Of course once I was upright it was all systems go and my contractions changed instantly in pace and rhythm. I remember thinking, Wow I’m kind of pushing! Already! We’ve only just arrived! Now only 40 minutes of pushing to go! Stop thinking in exclamation marks!
Our student midwife helped me back to the room, stopping every three paces for a contraction. I had a contraction at the doorway to our room, at which point the student midwife announced to her superior that I was pushing. (I vaguely remember noting with satisfaction that the senior midwife looked contrite as she realised that I had actually been in full-on labour while she had been fobbing me off with rules, regulations and implements of torture.)
In the two seconds before the next contraction hit, I almost made it to the bed. The mat on the floor at the foot of the bed had to do. And with the next contraction, after a mere 5 hours of labour and two minutes of pushing, our beautiful little golden boy arrived gently and with minimal fuss into the arms of our midwife.
(It was, unlike Sons #1 and 3’s births, a beautiful, calm birth, as 'easy' as childbirth can be said to be.

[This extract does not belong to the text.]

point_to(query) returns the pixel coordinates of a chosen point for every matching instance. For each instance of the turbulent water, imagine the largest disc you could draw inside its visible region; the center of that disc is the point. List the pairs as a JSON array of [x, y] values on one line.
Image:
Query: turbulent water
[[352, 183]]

Well, post Belt Episode, that is. Our pregnant midwife said to me much later, as she finished up the paperwork and massaged my feet, that that was exactly the kind of labour and birth she hoped to have herself in a few short weeks.)
She passed our brand new Son #2 to me so I could sit back and see and hold him. My first instinct was to rip my top off so I could cradle him skin to skin (another new experience as sadly Son #1’s cord had been cut and he was rushed off to have his airways suctioned, returning to me later wrapped in a blanket).
My first words, not very romantically, were Where are my glasses?
Pause, while the glasses were located somewhere on the bed.
My next words were spoken with a profound sense of wonder and almost in unison with Mr Soup’s.
Gosh, he’s sooo beautiful!
Because he was.
And oh my, he still is.
Happy 10th birthday, special boy.
Postscript: The editor’s column in the Autumn edition of AWBR of that year featured a special welcome to Son #2.